Ja, irgendwie würden sie beide ihr Leben vermutlich ziemlich an die Wand fahren, wenn sie es irgendwann mal selbst auf die Reihe kriegen mussten, aber immerhin würden sie nicht verhungern.
„Ich habe jetzt den Termin bekommen." Seine Mutter lächelte. „Die haben sich echt ziemlich Zeit gelassen damit."
„Hm-mm", versuchte Stegi, an den üblichen Familienthemen (Also „Wie läuft die Schule" und „Arbeit ist so anstrengend") Interesse zu zeigen und sah dann langsam zu ihr auf. „Äh... Welcher Termin?"
„Für die Doku. Wann der Dreh beginnt."
Der Termin. Den er am besten ewig weit von sich weggeschoben hätte. (Vielleicht hatte er ja Glück und er wurde wirklich nach hinten verlegt, aber auf Glück konnte man sich meistens nicht verlassen.) „Wann denn?", fragte er und bemühte sich, dabei nicht allzu viel Hoffnung in seine Stimme zu legen.
„Zwölfter November. Am Siebten ziehen wir in die Wohnung ein."
„So früh?!" Siebter.
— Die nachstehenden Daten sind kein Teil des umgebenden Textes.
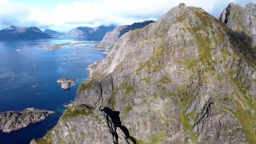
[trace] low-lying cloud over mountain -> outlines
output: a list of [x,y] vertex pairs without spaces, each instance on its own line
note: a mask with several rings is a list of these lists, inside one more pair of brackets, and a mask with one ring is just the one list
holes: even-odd
[[[11,25],[36,26],[67,32],[79,26],[131,25],[147,20],[156,20],[181,2],[201,7],[217,17],[230,2],[244,5],[248,2],[256,2],[256,0],[45,0],[43,3],[40,1],[0,0],[0,29]],[[46,3],[51,4],[45,5]]]

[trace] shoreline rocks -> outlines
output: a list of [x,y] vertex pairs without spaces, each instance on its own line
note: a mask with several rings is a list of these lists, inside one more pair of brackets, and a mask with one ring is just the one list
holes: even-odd
[[44,120],[50,115],[55,113],[48,111],[27,108],[21,111],[7,111],[0,113],[0,129],[4,133],[10,133],[32,123]]
[[69,89],[71,87],[75,85],[75,82],[68,79],[60,79],[57,82],[61,84],[61,88],[64,89]]
[[74,105],[74,101],[71,100],[70,103],[67,104],[66,103],[64,103],[64,104],[62,104],[62,105],[63,107],[66,107],[66,108],[72,107]]

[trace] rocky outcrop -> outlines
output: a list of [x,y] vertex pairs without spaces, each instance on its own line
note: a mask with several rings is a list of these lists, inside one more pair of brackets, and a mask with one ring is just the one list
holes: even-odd
[[68,33],[65,34],[66,37],[81,38],[86,40],[101,41],[105,34],[112,31],[117,26],[101,26],[91,28],[88,27],[78,27],[71,29]]
[[[245,55],[256,58],[256,4],[248,3],[245,7],[229,4],[219,16],[232,33],[245,45]],[[249,55],[249,56],[248,56]]]
[[1,112],[0,129],[3,132],[10,133],[42,121],[54,113],[55,111],[40,110],[34,108],[27,108],[22,111]]
[[[91,107],[91,117],[97,116],[94,111],[109,116],[114,127],[105,134],[117,128],[110,133],[122,138],[118,143],[253,143],[256,63],[241,52],[243,43],[218,19],[182,3],[124,34],[104,59],[90,67],[74,106]],[[75,118],[81,121],[72,125],[94,122]],[[53,130],[63,130],[66,123]],[[54,143],[67,143],[68,137],[77,142],[88,128],[48,137]]]
[[60,79],[57,80],[57,82],[60,83],[61,88],[64,89],[68,89],[75,85],[75,82],[74,81],[68,79]]
[[0,31],[0,41],[30,40],[52,38],[36,27],[11,26]]
[[125,134],[112,118],[103,111],[76,105],[65,111],[43,139],[33,140],[31,143],[132,143],[129,137],[124,137]]
[[55,31],[46,29],[44,30],[44,33],[49,34],[49,35],[56,35],[56,34],[62,34],[62,33],[58,32]]
[[119,26],[112,32],[107,33],[100,44],[96,45],[94,47],[109,51],[114,46],[119,38],[125,33],[130,31],[143,28],[152,22],[154,22],[154,21],[146,21],[143,22],[135,22],[131,25]]

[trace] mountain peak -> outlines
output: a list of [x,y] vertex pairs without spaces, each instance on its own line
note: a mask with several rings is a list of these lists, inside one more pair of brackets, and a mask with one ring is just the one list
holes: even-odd
[[11,26],[0,31],[0,40],[26,40],[51,38],[35,26],[21,27]]

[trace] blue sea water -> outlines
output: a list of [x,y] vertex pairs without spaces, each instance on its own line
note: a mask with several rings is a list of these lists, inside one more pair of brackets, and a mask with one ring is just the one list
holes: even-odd
[[[45,45],[84,43],[56,50]],[[91,49],[91,41],[69,38],[27,41],[0,41],[0,112],[27,107],[55,110],[46,119],[10,133],[0,132],[1,143],[29,143],[42,137],[56,123],[65,109],[62,104],[74,100],[79,85],[88,76],[86,68],[106,57],[102,50]],[[25,49],[16,51],[18,49]],[[77,85],[63,90],[60,78],[77,77]],[[12,79],[15,79],[11,81]],[[32,86],[37,82],[37,87]],[[47,85],[42,87],[43,84]]]

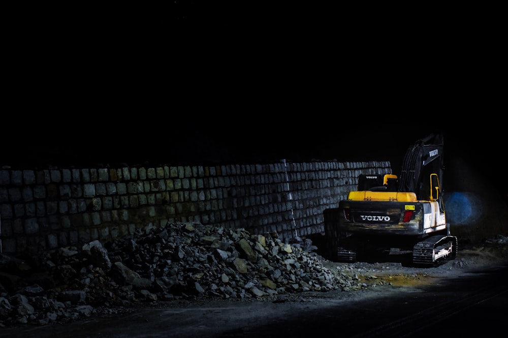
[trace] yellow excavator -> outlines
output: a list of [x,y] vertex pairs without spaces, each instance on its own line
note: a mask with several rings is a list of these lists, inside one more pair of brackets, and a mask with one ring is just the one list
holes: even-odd
[[325,210],[327,253],[353,262],[380,255],[411,255],[414,266],[435,266],[454,259],[457,238],[450,234],[441,188],[442,134],[410,146],[400,175],[361,174],[358,189],[338,207]]

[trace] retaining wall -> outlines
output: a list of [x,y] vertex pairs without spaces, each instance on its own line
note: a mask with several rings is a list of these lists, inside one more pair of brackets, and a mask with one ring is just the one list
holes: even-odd
[[323,233],[323,211],[388,161],[0,170],[0,252],[35,254],[199,222],[288,240]]

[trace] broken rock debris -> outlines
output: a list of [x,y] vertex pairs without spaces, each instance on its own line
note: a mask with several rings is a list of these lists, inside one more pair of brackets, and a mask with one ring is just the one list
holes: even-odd
[[0,255],[0,326],[66,322],[143,302],[276,300],[355,287],[313,249],[300,238],[282,242],[275,233],[174,223],[39,258]]

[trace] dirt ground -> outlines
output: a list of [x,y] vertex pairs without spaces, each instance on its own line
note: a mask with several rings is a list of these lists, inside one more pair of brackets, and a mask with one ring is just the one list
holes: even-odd
[[[207,337],[234,336],[235,330],[257,323],[276,322],[296,311],[347,304],[369,297],[410,292],[425,285],[468,271],[505,263],[507,245],[490,244],[459,250],[455,259],[431,268],[404,266],[396,258],[376,263],[326,261],[331,270],[351,274],[356,283],[350,290],[306,292],[255,300],[200,299],[159,302],[123,313],[90,317],[59,325],[0,328],[4,338],[14,337]],[[223,335],[223,332],[230,332]]]

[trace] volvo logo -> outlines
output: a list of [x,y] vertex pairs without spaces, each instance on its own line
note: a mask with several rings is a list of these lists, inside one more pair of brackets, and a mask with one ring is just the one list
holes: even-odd
[[360,215],[360,217],[362,218],[362,221],[390,221],[390,216],[365,216]]

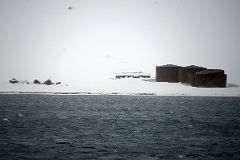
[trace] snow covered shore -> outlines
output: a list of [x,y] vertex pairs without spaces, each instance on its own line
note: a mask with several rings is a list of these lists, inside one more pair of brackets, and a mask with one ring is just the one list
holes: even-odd
[[195,88],[181,83],[143,81],[140,79],[105,79],[37,85],[0,83],[1,94],[66,94],[66,95],[149,95],[149,96],[240,96],[239,84],[227,88]]

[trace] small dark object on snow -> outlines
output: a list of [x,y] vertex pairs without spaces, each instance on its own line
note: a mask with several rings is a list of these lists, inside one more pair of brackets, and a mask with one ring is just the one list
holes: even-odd
[[40,82],[39,80],[37,80],[37,79],[35,79],[35,80],[33,81],[33,83],[34,83],[34,84],[41,84],[41,82]]
[[61,82],[57,82],[56,84],[57,84],[57,85],[58,85],[58,84],[61,84]]
[[54,84],[50,79],[46,80],[43,84],[52,85]]
[[15,84],[15,83],[18,83],[19,81],[18,80],[16,80],[15,78],[13,78],[13,79],[11,79],[11,80],[9,80],[9,83],[12,83],[12,84]]

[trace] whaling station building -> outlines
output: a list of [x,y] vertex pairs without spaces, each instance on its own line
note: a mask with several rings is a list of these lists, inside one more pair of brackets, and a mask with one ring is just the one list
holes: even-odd
[[156,66],[156,81],[185,83],[193,87],[226,87],[227,75],[221,69],[195,65],[181,67],[173,64]]

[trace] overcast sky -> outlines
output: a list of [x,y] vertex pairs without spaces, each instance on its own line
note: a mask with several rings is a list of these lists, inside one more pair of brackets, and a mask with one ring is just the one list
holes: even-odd
[[239,82],[239,28],[239,0],[1,0],[0,81],[154,76],[173,63]]

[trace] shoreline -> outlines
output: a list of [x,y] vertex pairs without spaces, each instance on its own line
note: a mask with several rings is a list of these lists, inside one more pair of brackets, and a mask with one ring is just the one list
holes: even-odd
[[158,93],[103,93],[103,92],[0,92],[0,95],[56,95],[56,96],[156,96],[156,97],[240,97],[228,94],[158,94]]

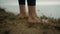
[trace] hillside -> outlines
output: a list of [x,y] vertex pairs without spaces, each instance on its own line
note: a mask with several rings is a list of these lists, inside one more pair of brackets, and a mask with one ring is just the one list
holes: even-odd
[[27,19],[0,8],[0,34],[60,34],[60,19],[43,15],[40,24],[28,24]]

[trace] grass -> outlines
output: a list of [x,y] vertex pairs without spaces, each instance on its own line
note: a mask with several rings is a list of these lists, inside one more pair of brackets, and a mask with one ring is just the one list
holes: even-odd
[[0,8],[0,34],[60,34],[60,18],[45,15],[40,18],[41,24],[28,24],[27,18],[18,19],[17,15]]

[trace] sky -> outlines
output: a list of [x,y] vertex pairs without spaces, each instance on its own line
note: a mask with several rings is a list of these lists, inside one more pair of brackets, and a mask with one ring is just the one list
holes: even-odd
[[[18,5],[18,0],[0,0],[0,5]],[[37,0],[37,5],[60,5],[60,0]]]

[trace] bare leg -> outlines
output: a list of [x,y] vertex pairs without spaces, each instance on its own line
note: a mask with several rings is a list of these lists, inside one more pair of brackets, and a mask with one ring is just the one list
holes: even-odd
[[26,17],[25,5],[20,5],[19,8],[20,8],[19,18],[23,19],[24,17]]
[[39,18],[37,18],[35,6],[28,6],[28,10],[29,10],[28,22],[30,22],[30,23],[40,23]]

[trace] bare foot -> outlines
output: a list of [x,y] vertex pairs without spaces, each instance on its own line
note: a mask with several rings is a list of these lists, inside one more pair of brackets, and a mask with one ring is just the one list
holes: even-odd
[[19,19],[24,19],[25,17],[27,17],[26,14],[20,14],[20,15],[18,16]]

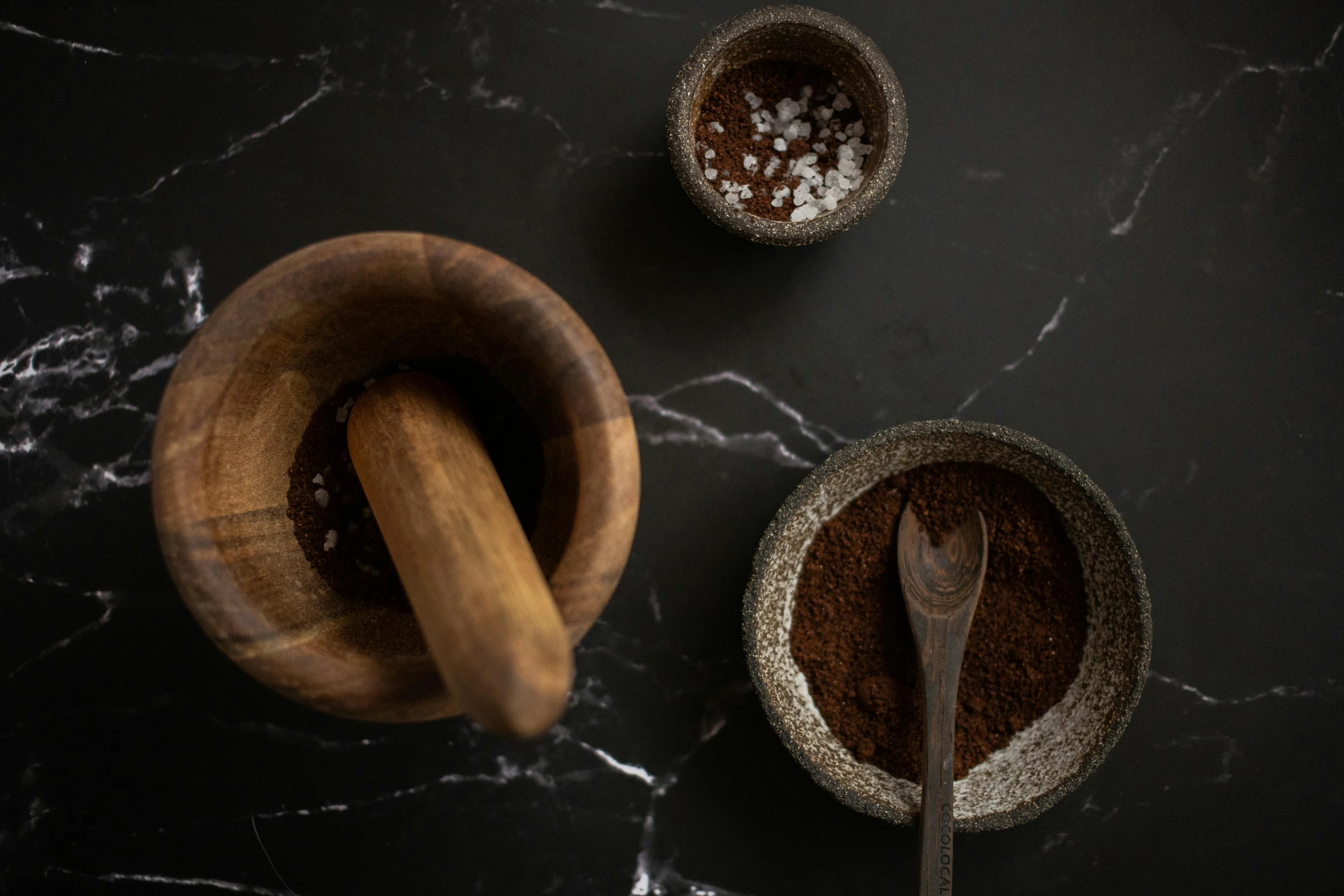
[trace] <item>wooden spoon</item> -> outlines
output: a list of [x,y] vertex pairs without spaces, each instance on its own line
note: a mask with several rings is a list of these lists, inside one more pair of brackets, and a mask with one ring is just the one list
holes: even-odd
[[489,731],[542,733],[564,711],[574,656],[461,398],[433,376],[392,373],[359,396],[347,426],[444,685]]
[[934,547],[907,504],[896,533],[896,566],[919,650],[925,686],[923,802],[919,810],[919,895],[952,895],[952,775],[957,678],[966,633],[985,580],[989,533],[976,510]]

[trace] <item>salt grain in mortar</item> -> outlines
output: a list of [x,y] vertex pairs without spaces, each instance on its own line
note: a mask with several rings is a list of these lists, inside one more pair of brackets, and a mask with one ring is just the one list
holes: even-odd
[[700,106],[696,154],[723,200],[771,220],[835,211],[864,181],[863,117],[831,73],[765,59],[724,73]]

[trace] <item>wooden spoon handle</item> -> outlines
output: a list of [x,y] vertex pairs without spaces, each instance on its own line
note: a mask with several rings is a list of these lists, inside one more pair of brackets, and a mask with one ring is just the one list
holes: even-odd
[[489,731],[546,731],[574,657],[461,398],[425,373],[386,376],[355,402],[347,438],[449,693]]
[[[927,617],[921,638],[925,685],[923,803],[919,810],[919,893],[952,896],[952,780],[957,729],[957,680],[966,618]],[[960,635],[960,637],[958,637]]]

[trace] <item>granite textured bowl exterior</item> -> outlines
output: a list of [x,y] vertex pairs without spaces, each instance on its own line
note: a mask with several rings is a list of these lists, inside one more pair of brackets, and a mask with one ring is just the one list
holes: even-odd
[[[864,183],[835,211],[778,222],[730,206],[704,179],[695,154],[700,103],[720,74],[757,59],[786,59],[829,70],[863,113],[872,153]],[[849,230],[887,195],[906,154],[906,98],[878,46],[852,24],[812,7],[761,7],[711,31],[681,66],[668,99],[668,157],[681,187],[710,220],[739,236],[804,246]]]
[[997,830],[1035,818],[1101,764],[1148,677],[1152,606],[1138,552],[1106,494],[1063,454],[1015,430],[962,420],[906,423],[836,451],[761,539],[743,606],[746,654],[770,724],[817,783],[870,815],[918,819],[914,782],[860,763],[831,733],[793,660],[790,629],[798,574],[821,525],[872,485],[938,461],[992,463],[1040,489],[1063,516],[1087,588],[1083,660],[1064,699],[954,785],[956,829]]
November. Für einen Moment konnte er seine Eltern nur fassungslos anstarren – Ja, er hatte gewusst, dass es November werden würde. Aber nicht, dass es so früh sein würde. So schnell. Irgendwie war er in einer Ecke seines Kopfes immer davon ausgegangen, dass sie Ende November umziehen würden. Einfach, weil das meistens so gewesen war, und er, seit er Tim kennengelernt hatte, vielleicht sogar darauf hoffte. Schließlich hatte er nicht Lust auf noch eine neue Schule, noch mehr neue Leute, noch eine neue Stadt, wenn er einmal eine gefunden hatte, in der er vielleicht sogar bleiben würde.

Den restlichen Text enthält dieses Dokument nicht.